The Impact of DNA Methylation in Trichoderma reesei on Cellulase Production and Strain Degeneration.

The spontaneous loss of cellulase productivity of industrial T. reesei strains during production results in significant economic losses. This phenomenon was suggested to be epigenetically regulated, but the previous findings did not explain which epigenetic mechanisms occur and how they promote strain degeneration.
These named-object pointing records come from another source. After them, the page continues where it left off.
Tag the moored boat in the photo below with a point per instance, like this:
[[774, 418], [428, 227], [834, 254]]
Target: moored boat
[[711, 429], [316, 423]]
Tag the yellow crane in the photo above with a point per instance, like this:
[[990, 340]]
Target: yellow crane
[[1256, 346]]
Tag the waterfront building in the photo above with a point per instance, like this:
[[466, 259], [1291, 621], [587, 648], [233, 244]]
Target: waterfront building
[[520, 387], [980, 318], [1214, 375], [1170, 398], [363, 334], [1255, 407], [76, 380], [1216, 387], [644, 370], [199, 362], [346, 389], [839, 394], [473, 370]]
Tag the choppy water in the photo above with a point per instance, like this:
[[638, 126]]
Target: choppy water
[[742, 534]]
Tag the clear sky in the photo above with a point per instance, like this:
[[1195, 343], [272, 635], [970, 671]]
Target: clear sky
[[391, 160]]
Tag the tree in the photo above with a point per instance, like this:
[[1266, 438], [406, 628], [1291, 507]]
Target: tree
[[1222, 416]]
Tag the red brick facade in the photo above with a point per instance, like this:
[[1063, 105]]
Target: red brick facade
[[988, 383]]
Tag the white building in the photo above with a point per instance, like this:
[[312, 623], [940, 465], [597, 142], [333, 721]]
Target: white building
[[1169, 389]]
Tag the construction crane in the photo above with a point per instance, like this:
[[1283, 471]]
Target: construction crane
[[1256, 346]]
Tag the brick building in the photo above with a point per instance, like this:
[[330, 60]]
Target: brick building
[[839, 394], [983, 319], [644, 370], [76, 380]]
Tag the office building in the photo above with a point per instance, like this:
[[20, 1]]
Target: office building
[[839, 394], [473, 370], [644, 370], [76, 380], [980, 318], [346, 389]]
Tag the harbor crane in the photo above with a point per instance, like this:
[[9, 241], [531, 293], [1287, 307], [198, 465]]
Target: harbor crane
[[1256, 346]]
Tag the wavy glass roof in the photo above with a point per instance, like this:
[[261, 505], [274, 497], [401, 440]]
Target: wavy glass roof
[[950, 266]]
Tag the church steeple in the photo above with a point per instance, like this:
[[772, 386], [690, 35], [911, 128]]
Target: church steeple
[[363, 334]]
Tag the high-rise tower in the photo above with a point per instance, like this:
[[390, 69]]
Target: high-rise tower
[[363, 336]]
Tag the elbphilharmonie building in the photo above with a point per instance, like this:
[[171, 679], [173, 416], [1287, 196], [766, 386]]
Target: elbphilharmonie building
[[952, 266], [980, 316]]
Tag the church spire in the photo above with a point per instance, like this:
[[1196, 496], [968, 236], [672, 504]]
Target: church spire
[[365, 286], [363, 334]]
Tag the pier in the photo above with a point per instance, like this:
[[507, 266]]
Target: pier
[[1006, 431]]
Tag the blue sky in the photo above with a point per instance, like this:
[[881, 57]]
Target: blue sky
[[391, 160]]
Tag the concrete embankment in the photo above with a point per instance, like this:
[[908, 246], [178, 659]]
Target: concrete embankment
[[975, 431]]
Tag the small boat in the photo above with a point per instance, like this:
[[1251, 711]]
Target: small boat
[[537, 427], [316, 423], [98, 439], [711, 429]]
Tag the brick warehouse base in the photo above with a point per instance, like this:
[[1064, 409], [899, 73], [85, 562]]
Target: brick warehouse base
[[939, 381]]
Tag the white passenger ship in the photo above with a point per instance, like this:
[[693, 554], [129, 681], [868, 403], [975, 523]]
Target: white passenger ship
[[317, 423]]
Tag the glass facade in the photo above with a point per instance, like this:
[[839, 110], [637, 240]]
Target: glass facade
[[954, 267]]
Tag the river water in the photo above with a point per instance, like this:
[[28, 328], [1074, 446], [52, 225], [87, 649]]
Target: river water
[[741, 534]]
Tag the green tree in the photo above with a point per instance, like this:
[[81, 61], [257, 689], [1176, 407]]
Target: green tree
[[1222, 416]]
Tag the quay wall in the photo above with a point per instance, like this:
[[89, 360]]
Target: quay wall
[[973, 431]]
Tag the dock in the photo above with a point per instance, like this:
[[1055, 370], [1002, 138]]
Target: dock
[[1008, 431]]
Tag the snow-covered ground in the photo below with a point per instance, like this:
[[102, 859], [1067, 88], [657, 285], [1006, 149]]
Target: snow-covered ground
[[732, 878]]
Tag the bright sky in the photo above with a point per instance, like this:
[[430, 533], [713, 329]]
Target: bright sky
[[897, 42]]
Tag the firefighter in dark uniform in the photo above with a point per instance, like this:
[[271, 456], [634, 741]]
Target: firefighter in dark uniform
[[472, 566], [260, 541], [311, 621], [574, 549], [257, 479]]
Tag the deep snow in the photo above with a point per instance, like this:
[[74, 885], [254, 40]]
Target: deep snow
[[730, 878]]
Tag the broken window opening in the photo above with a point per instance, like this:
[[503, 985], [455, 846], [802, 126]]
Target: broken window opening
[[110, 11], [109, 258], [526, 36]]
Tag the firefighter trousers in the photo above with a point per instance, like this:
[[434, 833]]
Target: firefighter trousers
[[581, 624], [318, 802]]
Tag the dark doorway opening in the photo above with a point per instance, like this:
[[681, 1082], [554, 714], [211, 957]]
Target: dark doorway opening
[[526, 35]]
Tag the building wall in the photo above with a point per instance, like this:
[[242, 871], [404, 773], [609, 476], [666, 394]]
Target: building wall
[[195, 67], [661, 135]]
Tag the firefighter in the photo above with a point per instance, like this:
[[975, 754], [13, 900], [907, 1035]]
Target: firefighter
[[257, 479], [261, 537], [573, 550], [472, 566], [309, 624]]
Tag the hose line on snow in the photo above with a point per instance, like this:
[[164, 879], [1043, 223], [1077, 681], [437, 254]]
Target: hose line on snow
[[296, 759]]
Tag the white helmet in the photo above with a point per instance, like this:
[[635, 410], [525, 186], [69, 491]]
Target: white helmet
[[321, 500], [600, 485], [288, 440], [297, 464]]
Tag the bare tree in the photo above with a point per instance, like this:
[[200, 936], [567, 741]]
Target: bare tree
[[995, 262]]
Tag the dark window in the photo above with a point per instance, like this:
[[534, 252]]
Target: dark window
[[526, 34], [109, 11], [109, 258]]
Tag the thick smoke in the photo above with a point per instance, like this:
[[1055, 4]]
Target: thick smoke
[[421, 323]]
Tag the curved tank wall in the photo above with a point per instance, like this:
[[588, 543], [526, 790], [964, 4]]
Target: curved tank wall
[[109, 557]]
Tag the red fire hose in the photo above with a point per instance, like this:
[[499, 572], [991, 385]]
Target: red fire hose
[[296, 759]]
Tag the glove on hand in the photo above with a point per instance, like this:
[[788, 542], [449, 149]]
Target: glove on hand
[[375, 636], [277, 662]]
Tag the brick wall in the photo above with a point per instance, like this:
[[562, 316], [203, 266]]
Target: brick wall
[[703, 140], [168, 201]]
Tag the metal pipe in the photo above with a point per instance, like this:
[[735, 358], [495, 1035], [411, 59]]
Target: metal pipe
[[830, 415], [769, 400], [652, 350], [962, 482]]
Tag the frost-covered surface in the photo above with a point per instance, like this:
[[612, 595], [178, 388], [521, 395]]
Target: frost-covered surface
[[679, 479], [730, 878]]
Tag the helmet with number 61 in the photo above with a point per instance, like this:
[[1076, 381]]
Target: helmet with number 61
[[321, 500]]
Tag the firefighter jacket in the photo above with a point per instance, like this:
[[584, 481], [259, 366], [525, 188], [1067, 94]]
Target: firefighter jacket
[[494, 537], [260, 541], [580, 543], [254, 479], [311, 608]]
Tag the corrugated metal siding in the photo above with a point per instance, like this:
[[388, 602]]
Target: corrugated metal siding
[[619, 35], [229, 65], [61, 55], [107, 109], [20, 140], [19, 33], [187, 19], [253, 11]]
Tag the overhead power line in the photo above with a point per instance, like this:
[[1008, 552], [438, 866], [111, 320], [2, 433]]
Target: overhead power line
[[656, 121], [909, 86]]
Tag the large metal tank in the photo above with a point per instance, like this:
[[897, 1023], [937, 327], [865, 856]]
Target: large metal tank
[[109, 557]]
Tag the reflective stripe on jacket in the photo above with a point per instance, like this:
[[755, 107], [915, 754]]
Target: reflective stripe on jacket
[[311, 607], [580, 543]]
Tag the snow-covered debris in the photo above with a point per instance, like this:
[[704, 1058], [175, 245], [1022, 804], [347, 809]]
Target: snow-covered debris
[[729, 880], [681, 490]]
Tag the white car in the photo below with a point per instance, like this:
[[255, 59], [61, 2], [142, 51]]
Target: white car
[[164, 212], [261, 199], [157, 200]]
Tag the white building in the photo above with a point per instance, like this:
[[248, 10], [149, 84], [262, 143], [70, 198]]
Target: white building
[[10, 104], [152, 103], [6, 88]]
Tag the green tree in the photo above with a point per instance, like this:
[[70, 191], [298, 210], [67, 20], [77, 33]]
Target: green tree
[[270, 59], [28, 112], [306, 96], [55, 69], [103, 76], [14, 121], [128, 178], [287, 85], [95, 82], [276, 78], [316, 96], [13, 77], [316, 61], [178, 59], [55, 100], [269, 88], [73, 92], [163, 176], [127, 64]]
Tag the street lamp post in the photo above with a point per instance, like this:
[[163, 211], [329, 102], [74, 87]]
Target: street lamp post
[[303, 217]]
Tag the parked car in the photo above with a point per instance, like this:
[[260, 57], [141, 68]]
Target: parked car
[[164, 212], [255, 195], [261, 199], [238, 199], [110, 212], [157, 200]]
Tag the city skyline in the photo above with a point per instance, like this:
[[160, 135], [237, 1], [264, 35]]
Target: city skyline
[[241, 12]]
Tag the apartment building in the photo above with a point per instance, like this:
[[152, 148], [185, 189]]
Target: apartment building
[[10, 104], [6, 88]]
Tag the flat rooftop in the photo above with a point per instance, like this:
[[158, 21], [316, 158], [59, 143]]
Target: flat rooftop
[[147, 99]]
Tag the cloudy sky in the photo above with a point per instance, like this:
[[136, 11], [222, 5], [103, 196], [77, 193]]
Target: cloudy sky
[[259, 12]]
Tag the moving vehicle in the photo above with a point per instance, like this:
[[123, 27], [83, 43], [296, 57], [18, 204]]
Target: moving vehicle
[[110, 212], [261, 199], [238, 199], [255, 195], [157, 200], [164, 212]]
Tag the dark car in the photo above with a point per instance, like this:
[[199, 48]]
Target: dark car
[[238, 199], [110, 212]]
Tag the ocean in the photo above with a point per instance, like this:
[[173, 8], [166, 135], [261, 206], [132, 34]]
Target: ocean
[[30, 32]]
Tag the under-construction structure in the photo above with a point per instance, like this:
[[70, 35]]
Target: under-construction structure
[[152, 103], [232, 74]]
Until now, the epigenetic landscape of T. reesei has been poorly understood. This study investigated whether DNA methylation and cellulase production are connected, and, if so, what that connection is and how it relates to strain degeneration. In order to determine what the impact of DNA methylation is on strain degeneration, we induced hypomethylation with hydralazine HCL, which showed a reduced non-productive phenotype and partially restored cellulase productivity. As a second test, we conducted a global DNA cytosine methylation assay, which showed T. reesei DNA methylation levels of between 0.2 and 1.3% 5-mC. Importantly, non-productive strains exhibited stronger methylation than productive counterparts, and global methylation patterns varied depending on the carbon source. As a final test, we carried out deletion experiments targeting the putative DNA methyltransferases Dim2 and Rid1, which initially reduced the occurrence of a non-producing subpopulation, but subsequent sub-cultivation eliminated cellulase productivity. This study shows that DNA methylation impacts T. reesei cellulase productivity, an understanding that can help us develop targeted strategies to reduce strain degeneration and improve cellulase production in industrial applications.